Fuzzy C-Regression

Fuzzy C-Regression (FCR) is a method for estimating heterogeneous effects in settings with grouped patterns of heterogeneity. It extends the "Fuzzy C-Means" clustering algorithm to regression settings.

FCR can be used to estimate "grouped fixed effects" (a constant term for each group) as well as heterogeneous coefficients.

In panel settings, each unit belongs to the same group over time, meaning that separate coefficients are estimated for each group-time pair.

FCR objective function

Consider a linear model with grouped heterogeneity:

\[y = \sum_{g=1}^G\mu_{g} \theta_{g}X+\varepsilon\]

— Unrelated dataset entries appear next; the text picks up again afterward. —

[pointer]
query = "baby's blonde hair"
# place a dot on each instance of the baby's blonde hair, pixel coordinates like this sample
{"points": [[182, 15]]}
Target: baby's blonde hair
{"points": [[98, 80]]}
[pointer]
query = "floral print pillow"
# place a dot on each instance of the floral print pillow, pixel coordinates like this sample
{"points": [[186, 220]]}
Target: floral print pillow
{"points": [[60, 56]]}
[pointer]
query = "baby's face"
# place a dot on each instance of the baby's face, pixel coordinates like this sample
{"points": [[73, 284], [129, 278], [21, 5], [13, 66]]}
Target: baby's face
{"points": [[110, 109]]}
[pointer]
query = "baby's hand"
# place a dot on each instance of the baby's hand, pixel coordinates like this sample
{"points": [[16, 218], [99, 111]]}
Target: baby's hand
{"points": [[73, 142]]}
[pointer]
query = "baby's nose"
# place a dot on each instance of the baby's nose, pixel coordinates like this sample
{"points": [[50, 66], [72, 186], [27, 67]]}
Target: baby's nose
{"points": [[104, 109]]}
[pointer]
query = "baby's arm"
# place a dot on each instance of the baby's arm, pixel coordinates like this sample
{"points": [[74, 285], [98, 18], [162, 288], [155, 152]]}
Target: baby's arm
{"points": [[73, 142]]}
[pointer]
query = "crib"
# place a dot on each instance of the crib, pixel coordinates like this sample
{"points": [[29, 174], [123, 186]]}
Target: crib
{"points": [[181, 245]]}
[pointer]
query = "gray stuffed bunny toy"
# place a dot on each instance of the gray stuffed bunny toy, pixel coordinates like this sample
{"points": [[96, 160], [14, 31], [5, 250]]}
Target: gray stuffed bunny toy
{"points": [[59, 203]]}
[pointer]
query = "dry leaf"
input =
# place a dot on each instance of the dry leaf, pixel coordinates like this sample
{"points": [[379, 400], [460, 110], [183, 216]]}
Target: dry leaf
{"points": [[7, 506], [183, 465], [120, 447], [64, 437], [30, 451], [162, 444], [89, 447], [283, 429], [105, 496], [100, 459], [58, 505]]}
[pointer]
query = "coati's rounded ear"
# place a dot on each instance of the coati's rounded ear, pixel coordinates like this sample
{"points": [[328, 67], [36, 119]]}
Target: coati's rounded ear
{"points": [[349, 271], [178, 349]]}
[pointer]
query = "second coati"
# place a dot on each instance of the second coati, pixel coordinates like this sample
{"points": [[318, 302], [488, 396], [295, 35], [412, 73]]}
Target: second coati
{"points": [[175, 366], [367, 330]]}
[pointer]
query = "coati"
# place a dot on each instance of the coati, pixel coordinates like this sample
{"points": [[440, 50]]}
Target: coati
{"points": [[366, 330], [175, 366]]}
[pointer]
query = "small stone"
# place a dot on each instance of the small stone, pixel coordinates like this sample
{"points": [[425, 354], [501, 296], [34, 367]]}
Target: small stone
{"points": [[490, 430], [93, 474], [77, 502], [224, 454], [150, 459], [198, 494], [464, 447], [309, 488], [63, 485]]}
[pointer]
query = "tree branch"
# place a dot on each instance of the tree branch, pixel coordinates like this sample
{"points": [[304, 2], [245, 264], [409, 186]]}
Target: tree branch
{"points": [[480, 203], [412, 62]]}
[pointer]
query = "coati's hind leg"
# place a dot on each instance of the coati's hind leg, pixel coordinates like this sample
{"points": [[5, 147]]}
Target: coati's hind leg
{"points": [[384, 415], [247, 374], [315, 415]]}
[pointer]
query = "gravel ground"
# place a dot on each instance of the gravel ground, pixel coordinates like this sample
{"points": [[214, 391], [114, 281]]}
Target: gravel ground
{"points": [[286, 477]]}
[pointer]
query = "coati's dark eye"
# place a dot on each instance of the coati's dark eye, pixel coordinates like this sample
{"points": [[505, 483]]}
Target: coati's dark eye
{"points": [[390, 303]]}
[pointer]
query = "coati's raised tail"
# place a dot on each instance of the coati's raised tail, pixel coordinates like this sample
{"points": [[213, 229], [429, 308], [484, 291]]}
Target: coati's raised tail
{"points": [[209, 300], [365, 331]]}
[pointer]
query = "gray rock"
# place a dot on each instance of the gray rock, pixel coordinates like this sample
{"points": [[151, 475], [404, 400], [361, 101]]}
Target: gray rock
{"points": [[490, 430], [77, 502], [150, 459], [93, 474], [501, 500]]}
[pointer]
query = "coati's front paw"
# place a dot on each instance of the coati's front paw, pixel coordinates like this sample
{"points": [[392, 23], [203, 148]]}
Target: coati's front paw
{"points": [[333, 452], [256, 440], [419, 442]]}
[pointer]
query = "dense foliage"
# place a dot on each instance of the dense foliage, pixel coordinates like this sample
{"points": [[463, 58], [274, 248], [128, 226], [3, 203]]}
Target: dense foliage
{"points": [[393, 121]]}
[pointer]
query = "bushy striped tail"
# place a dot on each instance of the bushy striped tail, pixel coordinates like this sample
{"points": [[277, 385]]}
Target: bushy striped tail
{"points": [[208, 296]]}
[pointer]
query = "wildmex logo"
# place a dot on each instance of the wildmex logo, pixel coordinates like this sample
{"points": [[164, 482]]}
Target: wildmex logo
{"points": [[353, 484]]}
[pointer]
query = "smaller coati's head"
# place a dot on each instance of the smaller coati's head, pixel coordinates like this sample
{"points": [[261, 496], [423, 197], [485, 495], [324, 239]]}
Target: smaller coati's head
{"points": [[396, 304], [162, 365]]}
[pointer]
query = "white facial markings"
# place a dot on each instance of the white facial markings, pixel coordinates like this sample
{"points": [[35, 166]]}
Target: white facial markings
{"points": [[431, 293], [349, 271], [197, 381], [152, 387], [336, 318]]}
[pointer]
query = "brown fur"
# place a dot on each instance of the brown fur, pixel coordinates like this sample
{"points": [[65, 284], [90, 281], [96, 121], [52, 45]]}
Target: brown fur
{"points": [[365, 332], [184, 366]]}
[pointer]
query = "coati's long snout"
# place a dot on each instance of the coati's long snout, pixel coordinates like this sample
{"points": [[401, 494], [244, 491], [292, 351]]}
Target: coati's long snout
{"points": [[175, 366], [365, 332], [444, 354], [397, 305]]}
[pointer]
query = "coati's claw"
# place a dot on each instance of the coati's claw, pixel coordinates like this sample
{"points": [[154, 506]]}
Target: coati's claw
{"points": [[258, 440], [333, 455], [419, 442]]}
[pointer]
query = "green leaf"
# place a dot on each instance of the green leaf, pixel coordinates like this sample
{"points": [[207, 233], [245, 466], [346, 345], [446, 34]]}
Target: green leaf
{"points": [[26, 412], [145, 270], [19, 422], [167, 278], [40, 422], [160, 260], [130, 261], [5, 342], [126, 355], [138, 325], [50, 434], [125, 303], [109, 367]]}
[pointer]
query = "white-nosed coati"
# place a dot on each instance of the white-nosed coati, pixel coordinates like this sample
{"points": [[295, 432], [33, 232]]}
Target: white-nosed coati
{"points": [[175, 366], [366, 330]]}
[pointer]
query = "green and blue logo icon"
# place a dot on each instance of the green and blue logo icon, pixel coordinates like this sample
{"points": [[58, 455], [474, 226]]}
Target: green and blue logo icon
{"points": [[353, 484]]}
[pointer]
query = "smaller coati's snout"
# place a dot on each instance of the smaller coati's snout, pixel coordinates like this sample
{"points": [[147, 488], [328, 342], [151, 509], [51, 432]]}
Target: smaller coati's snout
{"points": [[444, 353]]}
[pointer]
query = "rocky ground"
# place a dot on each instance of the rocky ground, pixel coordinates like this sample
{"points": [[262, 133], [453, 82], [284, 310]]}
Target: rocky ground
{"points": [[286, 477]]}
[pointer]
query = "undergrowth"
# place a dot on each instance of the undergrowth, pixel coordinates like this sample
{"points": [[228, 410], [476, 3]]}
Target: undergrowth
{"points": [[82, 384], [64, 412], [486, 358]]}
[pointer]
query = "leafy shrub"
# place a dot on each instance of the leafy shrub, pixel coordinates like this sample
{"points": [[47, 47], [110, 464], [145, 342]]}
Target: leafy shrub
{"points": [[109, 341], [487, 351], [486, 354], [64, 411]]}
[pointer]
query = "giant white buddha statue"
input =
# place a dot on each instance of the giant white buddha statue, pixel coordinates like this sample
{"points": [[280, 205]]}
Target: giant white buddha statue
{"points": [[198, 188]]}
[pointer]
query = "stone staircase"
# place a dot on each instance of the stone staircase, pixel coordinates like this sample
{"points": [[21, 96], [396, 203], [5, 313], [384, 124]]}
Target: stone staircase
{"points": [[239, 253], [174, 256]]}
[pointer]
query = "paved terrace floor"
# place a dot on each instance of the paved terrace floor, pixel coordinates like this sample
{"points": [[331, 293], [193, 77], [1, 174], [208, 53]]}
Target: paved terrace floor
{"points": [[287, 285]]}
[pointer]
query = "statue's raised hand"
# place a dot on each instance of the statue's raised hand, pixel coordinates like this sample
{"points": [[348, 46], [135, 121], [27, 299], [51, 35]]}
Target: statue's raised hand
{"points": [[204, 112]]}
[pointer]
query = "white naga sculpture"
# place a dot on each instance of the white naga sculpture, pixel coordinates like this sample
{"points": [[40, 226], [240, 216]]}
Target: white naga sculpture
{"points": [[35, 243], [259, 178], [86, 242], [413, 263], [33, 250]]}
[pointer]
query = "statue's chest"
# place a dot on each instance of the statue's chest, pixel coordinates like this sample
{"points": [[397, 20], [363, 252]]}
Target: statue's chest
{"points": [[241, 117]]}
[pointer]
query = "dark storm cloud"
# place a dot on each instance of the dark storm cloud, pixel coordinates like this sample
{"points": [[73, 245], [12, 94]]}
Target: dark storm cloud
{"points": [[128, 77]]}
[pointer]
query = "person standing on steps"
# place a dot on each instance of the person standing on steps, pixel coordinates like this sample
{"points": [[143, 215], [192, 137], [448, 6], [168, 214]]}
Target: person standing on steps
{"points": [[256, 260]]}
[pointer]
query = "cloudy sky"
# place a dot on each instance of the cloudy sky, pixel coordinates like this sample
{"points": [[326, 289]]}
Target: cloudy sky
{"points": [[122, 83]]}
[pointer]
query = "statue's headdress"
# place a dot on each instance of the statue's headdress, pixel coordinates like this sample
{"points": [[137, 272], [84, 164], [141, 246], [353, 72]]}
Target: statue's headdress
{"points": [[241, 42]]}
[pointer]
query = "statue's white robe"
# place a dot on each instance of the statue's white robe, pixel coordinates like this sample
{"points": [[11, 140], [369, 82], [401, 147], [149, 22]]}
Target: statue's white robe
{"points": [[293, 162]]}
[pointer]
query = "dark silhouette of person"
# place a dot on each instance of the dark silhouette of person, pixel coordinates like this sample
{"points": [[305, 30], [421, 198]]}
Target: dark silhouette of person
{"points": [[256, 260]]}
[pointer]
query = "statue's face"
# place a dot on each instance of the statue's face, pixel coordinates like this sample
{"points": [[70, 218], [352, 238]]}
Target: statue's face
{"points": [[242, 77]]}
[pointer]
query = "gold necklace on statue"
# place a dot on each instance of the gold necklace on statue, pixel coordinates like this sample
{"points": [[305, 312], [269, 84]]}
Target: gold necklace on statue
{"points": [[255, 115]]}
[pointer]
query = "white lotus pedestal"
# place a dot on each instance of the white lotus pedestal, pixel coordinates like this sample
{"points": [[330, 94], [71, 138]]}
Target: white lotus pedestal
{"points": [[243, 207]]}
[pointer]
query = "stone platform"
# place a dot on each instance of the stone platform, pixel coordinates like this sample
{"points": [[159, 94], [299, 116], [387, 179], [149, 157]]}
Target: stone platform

where $X$ are covariates (which could simply be a constant), $\theta_{g}$ represent group-specific coefficients for groups $g=1,\ldots,G$, and $\mu_{g}$ represent group weights. FCR is concerned with jointly estimating $\theta$ and $\mu$ for each group.

The FCR objective function takes the form:

\[L^{FCR}_m\left(\theta,\mu\right)=E\left[\sum_{g=1}^{G}\mu_{g}^{m}\left\Vert y-\theta_g x\right\Vert ^{2}\right]\]

where $m > 1$ is the regularization parameter. The weights are defined as

\[\mu_{g}\left(y,x;\theta,m\right)=\left(\sum_{h=1}^{G}\frac{\left\Vert y-\theta_g x\right\Vert ^{2/\left(m-1\right)}}{\left\Vert y-\theta_h x\right\Vert ^{2/\left(m-1\right)}}\right)^{-1} \text{ for } g=1,\ldots,G\]

Combing these two equations, we can write the FCR objective as a continuous function of only the group-specific errors $||y-\theta_gX||$:

\[J^{FCR}\left(\theta\right)=E\left[\left(\sum_{g=1}^{G}\left\Vert y-\theta_g x\right\Vert ^{-2/\left(m-1\right)}\right)^{1-m}\right]\]

Thus, for fixed $m$, the FCR function is differentiable and can be written as a standard GMM problem.

Useful properties

  • Fast: FCR can be solved in a single step through standard non-linear minimization. This makes it substantially faster than previous approaches, which require iteration over all possible groupings of units. While FCR remains quite efficient with large datasets, computation times for iterative algorithms become prohibitive.

  • Customizable: The “fuzziness” of the FCR groups is governed by the regularization parameter $m$, where group assignment becomes binary as $m \rightarrow 1$. Choosing $m$ allows the estimator to better accommodate the uncertainty of group membership in realistic datasets, where noise means that cluster membership cannot be ascertained with certainty. Moreover, it means that FCR can recover the full distribution of effects.

  • Inference: Since FCR is a GMM problem, it's asymptotic properties follow from standard theory and we are able to derive analytic standard errors.